The overall goal is to move to a more personalized approach that focuses on student agency through path, pace, place, voice, and choice. If technology resources are available, then the best comprehensive strategy to pursue is real blended learning. In a remote world, this will look a little different than in a classroom or school. However, the pedagogical tenets remain the same. Below you will see an image I created that highlights four focus areas to develop sound blended experiences in a remote learning environment followed by some context on each.




Synchronous instruction: Live lessons, extra help, remediation, or question and answer sessions hosted live and in real-time using a video conference tool (Google Hangouts/Meet, Zoom, Blue Jeans, etc.).

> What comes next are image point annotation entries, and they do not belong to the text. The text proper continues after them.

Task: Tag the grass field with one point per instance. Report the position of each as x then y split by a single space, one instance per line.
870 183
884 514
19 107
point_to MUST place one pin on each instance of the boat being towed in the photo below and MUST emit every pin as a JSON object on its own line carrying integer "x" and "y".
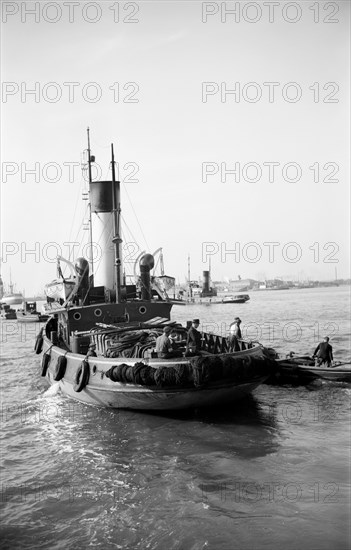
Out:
{"x": 303, "y": 369}
{"x": 99, "y": 343}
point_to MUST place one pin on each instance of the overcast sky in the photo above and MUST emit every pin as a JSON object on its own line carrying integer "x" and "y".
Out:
{"x": 231, "y": 131}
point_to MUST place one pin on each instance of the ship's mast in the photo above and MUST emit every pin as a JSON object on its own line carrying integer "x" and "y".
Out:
{"x": 90, "y": 160}
{"x": 116, "y": 208}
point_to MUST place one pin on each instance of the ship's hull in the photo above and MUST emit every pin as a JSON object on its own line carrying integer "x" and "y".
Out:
{"x": 103, "y": 392}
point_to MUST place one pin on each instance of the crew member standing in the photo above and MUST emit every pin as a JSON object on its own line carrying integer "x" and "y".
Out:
{"x": 235, "y": 335}
{"x": 324, "y": 353}
{"x": 164, "y": 347}
{"x": 193, "y": 342}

It is recommended that these be recorded for students to refer back to when needed and as a support for asynchronous work.

Asynchronous work – Tasks and assignments that are completed over a specific time period using strategies such as playlists and choice boards. Other options include research papers or projects.

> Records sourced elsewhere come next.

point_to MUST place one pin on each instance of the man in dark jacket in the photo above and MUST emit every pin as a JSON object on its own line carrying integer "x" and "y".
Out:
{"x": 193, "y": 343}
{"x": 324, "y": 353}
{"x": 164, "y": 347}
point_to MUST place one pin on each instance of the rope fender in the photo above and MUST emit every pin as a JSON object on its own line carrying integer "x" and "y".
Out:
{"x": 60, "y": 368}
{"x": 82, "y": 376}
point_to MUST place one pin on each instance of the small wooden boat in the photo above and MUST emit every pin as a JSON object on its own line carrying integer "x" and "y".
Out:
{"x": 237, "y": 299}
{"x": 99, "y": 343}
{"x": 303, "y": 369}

Collaborative experiences – Activities where students work together in a virtual space to complete a cooperative learning task using tools such as Padlet, Google Docs, Popplet, Flipgrid, etc.

Adaptive tools – Technology that modifies the presentation of material in response to an analysis of student performance. These can be used for self-facing, remediation, or extra practice. There is a slew of great options out there, both free and paid. HERE you can check out some free options. Some of the top paid tools include Read 180, Math 180, Waggle, Edgenuity, and IXL.

In my mind, a dynamic remote blended learning experience results from a convergence of the four focus areas identified above in conjunction with the teaching tips addressed at the beginning of the post.  What matters above all is to keep moving forward. Reflect on what is working and what isn’t. Make needed changes and pivot when necessary. Elicit feedback from colleagues, students, parents, or your Personal Learning Network (PLN). Finally, take needed breaks and embrace self-care.  Thank you all for your efforts and keep up the great work!